Last year, as I spent most of my time sick in bed, Fairbanks sensed something was wrong. Tail wagging, he’d stare into my eyes for what seemed like hours, as if to say, “We’ve got this. Things will get better.”

And they did. At least for me.

They say golden retrievers have an average lifespan of 11 or 12 years. Yet even as Fairbanks limped past 14, Andrea and I had trouble accepting that this gift, this once-scrawny little guy with the outsized grin, could ever stop warming the world around him.

But as we Googled “dog end of life” and scanned all the checklists on “when to know it’s time,” the evidence slowly mounted: Night wandering? Check. Loss of vision and hearing? Check. Inability to climb stairs? Check. Increasing incontinence? Check. Weight loss? Check …

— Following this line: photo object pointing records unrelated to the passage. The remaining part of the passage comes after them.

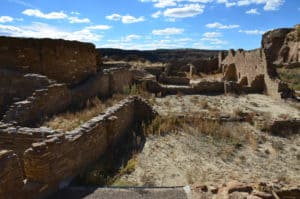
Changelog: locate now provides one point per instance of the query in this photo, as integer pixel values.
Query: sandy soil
(188, 156)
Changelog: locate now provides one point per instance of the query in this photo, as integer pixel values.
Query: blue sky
(150, 24)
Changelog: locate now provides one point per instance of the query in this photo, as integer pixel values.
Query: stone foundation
(53, 162)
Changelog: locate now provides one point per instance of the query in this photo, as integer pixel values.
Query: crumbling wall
(281, 46)
(11, 175)
(173, 80)
(16, 86)
(42, 103)
(19, 139)
(65, 61)
(62, 156)
(253, 66)
(119, 78)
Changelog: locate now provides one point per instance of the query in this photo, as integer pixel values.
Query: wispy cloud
(99, 27)
(253, 32)
(168, 31)
(43, 30)
(23, 3)
(189, 10)
(213, 38)
(126, 19)
(269, 5)
(40, 14)
(156, 14)
(218, 25)
(5, 19)
(252, 12)
(78, 20)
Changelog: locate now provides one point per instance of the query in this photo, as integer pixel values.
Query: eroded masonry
(40, 78)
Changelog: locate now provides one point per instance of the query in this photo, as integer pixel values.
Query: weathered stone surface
(11, 176)
(45, 102)
(16, 86)
(282, 45)
(65, 61)
(63, 155)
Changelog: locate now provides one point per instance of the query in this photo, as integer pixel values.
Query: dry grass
(70, 120)
(232, 133)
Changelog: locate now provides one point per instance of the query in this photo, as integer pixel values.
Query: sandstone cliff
(282, 46)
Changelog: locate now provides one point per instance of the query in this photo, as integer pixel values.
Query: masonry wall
(11, 176)
(16, 86)
(62, 156)
(58, 97)
(65, 61)
(42, 103)
(252, 67)
(19, 139)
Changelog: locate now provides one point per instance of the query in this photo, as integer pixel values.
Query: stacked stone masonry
(64, 61)
(60, 156)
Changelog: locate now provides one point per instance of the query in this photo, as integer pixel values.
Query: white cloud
(42, 30)
(77, 20)
(212, 34)
(168, 31)
(252, 12)
(273, 4)
(221, 26)
(75, 13)
(269, 5)
(99, 27)
(125, 19)
(213, 38)
(253, 32)
(40, 14)
(188, 10)
(129, 38)
(165, 3)
(5, 19)
(114, 17)
(131, 19)
(156, 14)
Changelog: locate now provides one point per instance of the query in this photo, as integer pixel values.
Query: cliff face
(282, 46)
(64, 61)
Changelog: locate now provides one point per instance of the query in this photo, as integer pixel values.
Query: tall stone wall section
(251, 69)
(11, 176)
(16, 86)
(58, 97)
(64, 61)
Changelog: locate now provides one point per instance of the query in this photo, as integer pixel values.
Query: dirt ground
(186, 157)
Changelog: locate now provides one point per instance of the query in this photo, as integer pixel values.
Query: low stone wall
(174, 80)
(16, 86)
(200, 88)
(285, 127)
(19, 139)
(11, 176)
(65, 61)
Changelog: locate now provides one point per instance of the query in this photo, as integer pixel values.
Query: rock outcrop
(282, 46)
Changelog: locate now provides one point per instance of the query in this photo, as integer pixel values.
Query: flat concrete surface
(122, 193)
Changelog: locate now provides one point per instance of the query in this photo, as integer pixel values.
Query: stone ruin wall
(251, 69)
(64, 61)
(59, 157)
(16, 86)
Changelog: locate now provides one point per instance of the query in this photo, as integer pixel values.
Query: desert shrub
(203, 104)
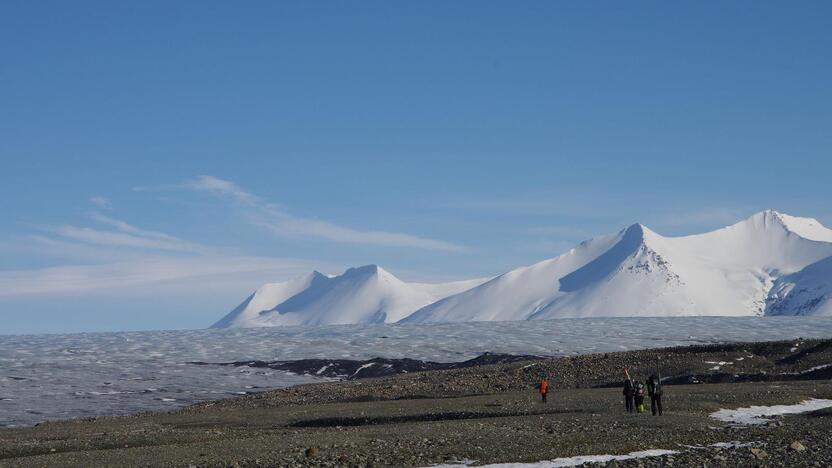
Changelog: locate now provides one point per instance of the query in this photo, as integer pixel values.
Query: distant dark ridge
(349, 369)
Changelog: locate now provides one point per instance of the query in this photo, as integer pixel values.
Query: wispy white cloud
(293, 227)
(125, 235)
(224, 188)
(136, 277)
(100, 202)
(280, 222)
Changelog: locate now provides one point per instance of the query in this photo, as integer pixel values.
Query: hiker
(654, 390)
(544, 388)
(638, 396)
(629, 392)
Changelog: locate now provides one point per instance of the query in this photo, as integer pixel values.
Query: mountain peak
(807, 228)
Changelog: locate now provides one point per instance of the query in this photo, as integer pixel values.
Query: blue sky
(162, 159)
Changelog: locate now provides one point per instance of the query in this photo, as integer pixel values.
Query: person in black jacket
(629, 392)
(654, 391)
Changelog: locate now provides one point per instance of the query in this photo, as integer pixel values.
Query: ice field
(44, 377)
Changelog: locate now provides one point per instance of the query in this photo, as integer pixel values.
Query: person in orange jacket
(544, 388)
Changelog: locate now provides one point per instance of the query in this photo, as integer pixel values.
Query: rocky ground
(487, 414)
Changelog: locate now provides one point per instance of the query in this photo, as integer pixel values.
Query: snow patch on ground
(735, 444)
(579, 460)
(760, 414)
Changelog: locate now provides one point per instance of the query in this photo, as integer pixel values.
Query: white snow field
(760, 414)
(45, 377)
(768, 264)
(574, 461)
(367, 294)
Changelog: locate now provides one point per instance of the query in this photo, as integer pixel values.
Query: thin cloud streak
(279, 222)
(133, 277)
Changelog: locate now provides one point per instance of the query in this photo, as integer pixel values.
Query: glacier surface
(47, 377)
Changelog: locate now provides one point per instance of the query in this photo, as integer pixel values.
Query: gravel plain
(483, 414)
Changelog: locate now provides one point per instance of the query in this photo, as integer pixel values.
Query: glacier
(47, 377)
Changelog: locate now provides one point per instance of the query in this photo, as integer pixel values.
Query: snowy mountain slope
(367, 294)
(770, 263)
(640, 273)
(807, 292)
(266, 297)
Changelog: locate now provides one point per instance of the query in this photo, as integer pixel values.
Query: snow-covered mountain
(770, 263)
(807, 292)
(367, 294)
(637, 272)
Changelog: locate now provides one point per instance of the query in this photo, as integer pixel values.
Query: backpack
(656, 386)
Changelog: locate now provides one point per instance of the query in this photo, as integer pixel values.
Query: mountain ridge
(752, 267)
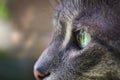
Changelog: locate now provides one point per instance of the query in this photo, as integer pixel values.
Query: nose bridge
(46, 59)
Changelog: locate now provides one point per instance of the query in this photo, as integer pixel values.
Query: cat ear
(54, 3)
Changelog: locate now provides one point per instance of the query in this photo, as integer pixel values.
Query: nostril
(38, 75)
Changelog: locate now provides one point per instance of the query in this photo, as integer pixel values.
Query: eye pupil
(83, 39)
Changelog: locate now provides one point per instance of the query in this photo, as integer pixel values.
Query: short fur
(100, 60)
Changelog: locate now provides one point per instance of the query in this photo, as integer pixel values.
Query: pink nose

Then it was Monday. From the moment we awoke, the 3:15 p.m. veterinarian appointment hung heavy over the day until finally, as the clock hit 3, I took a deep breath, hooked the leash onto Fairbanks’ collar and said, my own throat tightening, “C’mon, Banks. Time to go.”

Our veterinarian could not have been kinder. She examined Fairbanks, asked us about this and that, and gently assured us that, yes, we were making the right decision.

Upon hearing the words, I suddenly felt panicky. I wanted to scoop him up, run out to the car and make a beeline for home, where everything would be perfect again and Bankster would run to his heart’s content.

Instead, I held his front paw and watched as the vet administered the sedative and left us all alone for a few minutes.

Our tears flowing freely, Andy and I hugged and petted the dog of our dreams. Then he kissed us each on the chin one last time, lay down and, ever so slowly, drifted off to sleep.

Only then did I realize I still had my slippers on.

Only as I got in the car and closed the door did I fully grasp how attached we’d become to that furry bundle of pure, unadulterated friendship.

Only now, as Sofie and I sit here amid the silence, do I appreciate how much a dog can fill an old house – and beyond – with his simple presence.

Time surely will heal all of that.

Still, as I look over at the corner of the living room and spot a Fairbanks fur ball hiding in the shadow, I’d give anything for one more sunny afternoon, one more welcome home, one more wag of that brilliant tail.

Goodbye, Bankster. May you run in peace.